The Knights of Pythias is a fraternal organization and secret society founded in Washington, D.C., on . The Knights of Pythias is the first fraternal organization to receive a charter under an act of the United States Congress. It was founded by Justus H. Rathbone, who had been inspired by a play by the Irish poet John Banim about the legend of Damon and Pythias. This legend illustrates the ideals of loyalty, honor, and friendship that are the center of the order.

The order had over 2,000 lodges in the United States and around the world, with a total membership of over 50,000 in 2003.  Some lodges meet in structures referred to as Pythian Castles.

Organization 
The structure of the Knights of Pythias is three-tiered. The local units are called "Subordinate Lodges." State and provincial organizations are called "Grand Lodges" and the national structure is called the "Supreme Lodge" and meets in convention biennially.
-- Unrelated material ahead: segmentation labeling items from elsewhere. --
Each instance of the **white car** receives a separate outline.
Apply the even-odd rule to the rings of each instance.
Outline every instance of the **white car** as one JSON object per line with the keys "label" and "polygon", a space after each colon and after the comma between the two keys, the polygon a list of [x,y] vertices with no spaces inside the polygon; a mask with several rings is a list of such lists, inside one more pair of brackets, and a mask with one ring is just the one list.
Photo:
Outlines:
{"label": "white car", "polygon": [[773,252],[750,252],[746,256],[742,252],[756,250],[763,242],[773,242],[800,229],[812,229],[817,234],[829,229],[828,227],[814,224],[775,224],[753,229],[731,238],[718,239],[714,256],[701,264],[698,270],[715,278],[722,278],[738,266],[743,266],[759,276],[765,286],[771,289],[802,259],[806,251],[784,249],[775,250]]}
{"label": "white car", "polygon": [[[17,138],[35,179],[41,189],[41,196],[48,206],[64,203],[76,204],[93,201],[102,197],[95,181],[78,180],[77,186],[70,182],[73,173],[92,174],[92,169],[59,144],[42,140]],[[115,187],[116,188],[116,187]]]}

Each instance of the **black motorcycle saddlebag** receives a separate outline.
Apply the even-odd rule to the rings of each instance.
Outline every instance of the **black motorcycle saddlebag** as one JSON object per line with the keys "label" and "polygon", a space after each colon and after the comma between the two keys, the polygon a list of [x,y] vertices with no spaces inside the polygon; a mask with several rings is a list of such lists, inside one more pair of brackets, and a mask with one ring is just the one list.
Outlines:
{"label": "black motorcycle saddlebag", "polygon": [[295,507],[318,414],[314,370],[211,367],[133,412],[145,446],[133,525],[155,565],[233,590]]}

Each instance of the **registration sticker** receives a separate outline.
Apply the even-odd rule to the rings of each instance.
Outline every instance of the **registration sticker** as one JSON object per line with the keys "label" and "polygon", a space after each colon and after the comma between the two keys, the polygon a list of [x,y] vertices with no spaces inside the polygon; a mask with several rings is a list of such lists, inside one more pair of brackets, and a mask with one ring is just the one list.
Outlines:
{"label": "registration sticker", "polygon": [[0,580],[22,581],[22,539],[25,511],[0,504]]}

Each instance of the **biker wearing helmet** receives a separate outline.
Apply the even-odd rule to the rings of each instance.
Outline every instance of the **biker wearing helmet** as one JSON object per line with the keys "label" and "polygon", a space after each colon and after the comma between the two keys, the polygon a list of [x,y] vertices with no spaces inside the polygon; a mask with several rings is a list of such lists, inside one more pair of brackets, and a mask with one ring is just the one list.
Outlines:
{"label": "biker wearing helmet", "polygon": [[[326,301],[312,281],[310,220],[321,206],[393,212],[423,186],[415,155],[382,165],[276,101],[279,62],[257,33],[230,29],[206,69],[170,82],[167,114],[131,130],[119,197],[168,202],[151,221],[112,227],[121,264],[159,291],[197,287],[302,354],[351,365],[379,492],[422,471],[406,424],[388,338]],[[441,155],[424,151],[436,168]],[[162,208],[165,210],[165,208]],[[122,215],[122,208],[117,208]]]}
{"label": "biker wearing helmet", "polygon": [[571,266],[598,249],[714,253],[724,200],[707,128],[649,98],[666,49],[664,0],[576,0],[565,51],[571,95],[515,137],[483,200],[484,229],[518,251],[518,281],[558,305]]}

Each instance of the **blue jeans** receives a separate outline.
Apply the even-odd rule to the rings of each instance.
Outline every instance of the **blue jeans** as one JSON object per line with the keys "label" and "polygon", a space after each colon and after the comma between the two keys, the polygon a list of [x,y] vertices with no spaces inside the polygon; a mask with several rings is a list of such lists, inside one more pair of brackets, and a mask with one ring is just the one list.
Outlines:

The officers of the Supreme Lodge include the sitting Past Supreme Chancellor, Chancellor, Vice-Chancellor, Prelate, Secretary, Treasurer, Master at Arms, Inner Guard and Outer Guard.

The order's auxiliaries are the Pythian Sisters, the Dramatic Order of the Knights of Khorassan, and the Nomads of Avrudaka.

Membership 
Membership has historically been open to males in good health who believe in a Supreme Being. Maimed individuals were not admitted until 1875. Members are accepted by blackball ballot.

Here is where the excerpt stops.